FLAŞ HABER

Mehmed IŞIK:Saatleri Ayarlama Enstitüsü

Saatleri Ayarlama Enstitüsü-TANPINAR

Mehmed IŞIK:Saatleri Ayarlama Enstitüsü
27 Eylül 2011 - 10:32

Saatleri Ayarlama Enstitüsü Modernleşme ve Doğu-Batı Çekişmesi

Temelde bir zaman kavramı olan “modernus” köken olarak, “eski”ye karşı ortaya atılmıştır. Modernleşme düşüncesi ise bir aydınlanma projesi olarak aydınlanma felsefesine göre ideal bir toplum düzeni oluşturmak amacıyla Batı Avrupa’da bilim ve teknolojide meydana gelen gelişmelerin neden olduğu ekonomik büyüme neticesiyle toplumları yeni bir yaşam tarzına, kültürel ve kurumsal değişim sürecine sokarak, etkileri dünya çapında hissedilen bir sosyal, siyasal ve kültürel ilerleme düşüncesinin ürünüdür.

Teknolojik, ekonomik, sosyal, siyasal ve kültürel bütün yönleriyle bu noktada Batı, dinamiklerini ve kontrolünü kendisinin idare ettiği bir çerçeve içerisinde Batı-dışı toplumların önüne geçmiştir. Bu farklılaşma ve öncülük pozisyonu nedeniyle de Modernleşme ya da Batılılaşma gibi bir kavram Batı-dışı toplumların gündemine yerleşmiştir.

Türkiye’de modernleşmenin temel özelliklerine bakıldığında bu sürecin Batılılaşma olarak algılandığı görülmektedir.

Bu modernleşme ve batılılaşma hareketleri Türk toplumuna birçok değişikliği beraberinde getirmiştir.
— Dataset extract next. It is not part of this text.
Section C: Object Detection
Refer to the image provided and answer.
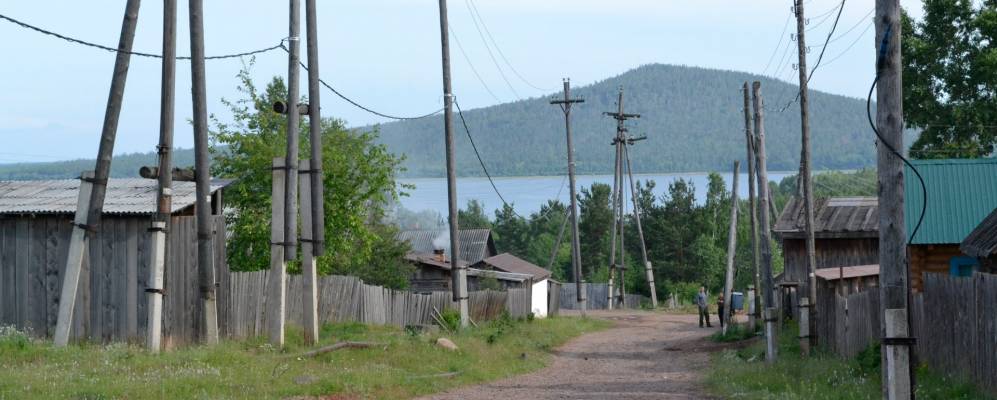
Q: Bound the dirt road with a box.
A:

Batılılaşma sürecinde görülen değişiklikler Türk edebiyatçılarının eserlerinde de görülmektedir.

“Saatleri Ayarlama Enstitüsü” Tanzimat öncesinden Meşrutiyete, oradan Cumhuriyete uzanan doğu-batı ikilemindeki toplumsal kimlik arayışımızın betimlemesini, modernleşen hayatta insan ilişkilerini ve yeni oluşuma ayak uyduramayan insan tiplerinin toplumdan dışlanışını, modernleşme nesnesi durumundaki “zaman” kavramıyla ilişkilendirerek, görünen gerçeği birtakım semboller vasıtasıyla dile getirmektedir.
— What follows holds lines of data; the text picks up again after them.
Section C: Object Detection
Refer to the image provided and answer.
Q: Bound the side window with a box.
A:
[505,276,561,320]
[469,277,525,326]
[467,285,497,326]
Eser, çocukluğu Tanzimat öncesinden başlamış Meşrutiyet ve Cumhuriyet dönemlerini yaşayan Hayri İrdal’ın anıları şeklinde tasnif edilmiştir.

Türk toplumunun doğu ile batı arasında bocalamasını irdeleyen romanda kahramanın ustası Muvakkit Nuri Efendi’yi doğu, kahramanın arkadaşı Halit Ayarcı’yı batı, başkarakter Hayri İrdal’ı ise eşikte kalmış olan ve toplumsal karmaşıklığın küçük çaplı bir örneğini sunan bir karakter olarak yorumlamak mümkün. Hayri İrdal, hayatını kendince iki döneme ayırır: Halit Ayarcı’yı tanımadan önceki ve tanıdıktan sonraki yaşamı –bunu geleneksel ve modernleşme sürecinde diye ayırmak da mümkün-. Halit Ayarcı’nın öncesindeki hayatında gerçeklerin içinde, zahirde fakir ama mutlu adamı oynamaktadır. Oysa Halit Ayarcı’dan sonraki hayatında yalanla dolu havayı teneffüs eden, zengin fakat mutsuz bir adam olmuştur.
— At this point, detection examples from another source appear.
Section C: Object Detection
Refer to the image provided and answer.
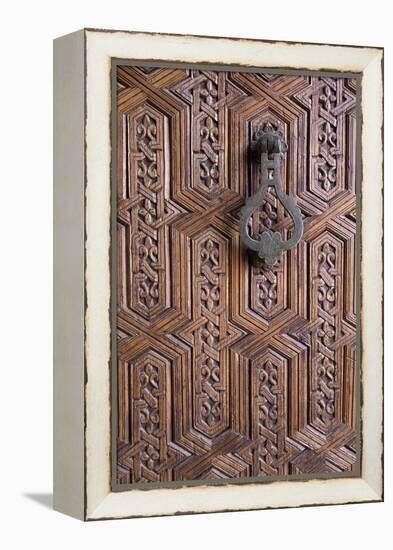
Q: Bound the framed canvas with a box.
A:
[54,29,383,520]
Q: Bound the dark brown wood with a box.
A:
[112,66,357,484]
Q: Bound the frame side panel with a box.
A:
[53,30,85,519]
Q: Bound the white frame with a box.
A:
[55,30,383,520]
Evet, Tanpınar Hayri İrdal’ın hayatı etrafında Türk toplumunun yeniliklere, yenileşmeye gösterdiği tepki ve yüklediği anlamaları ele almıştır. Tanpınar bunu yaparken, Hayri İrdal’ın garipliklerini ortaya sermiş ve onu toplum dışına iten farklari ve etkenleri göstermiştir. İrdal’ın toplum dışına itilişi bilinçli bir şekilde yapılmıştır. Çünkü bu sayede toplumu gözlemleyebilecek ve aksaklıkları dile getirebilecektir. Yazar bunu yaparken Montesquieu’nun topluma bir yabancının gözüyle bakma yöntemini biraz değiştirerek ve daha karmaşık bir biçime sokarak kullanır.

Tanpınar, kahramanın her halini inceden ve gizli olarak işleyerek modern hayatın içinde alınan herhangi bir pozisyonun ideolojiden bağımsız olmasının olanaksızlığını ortaya koymak istemektedir.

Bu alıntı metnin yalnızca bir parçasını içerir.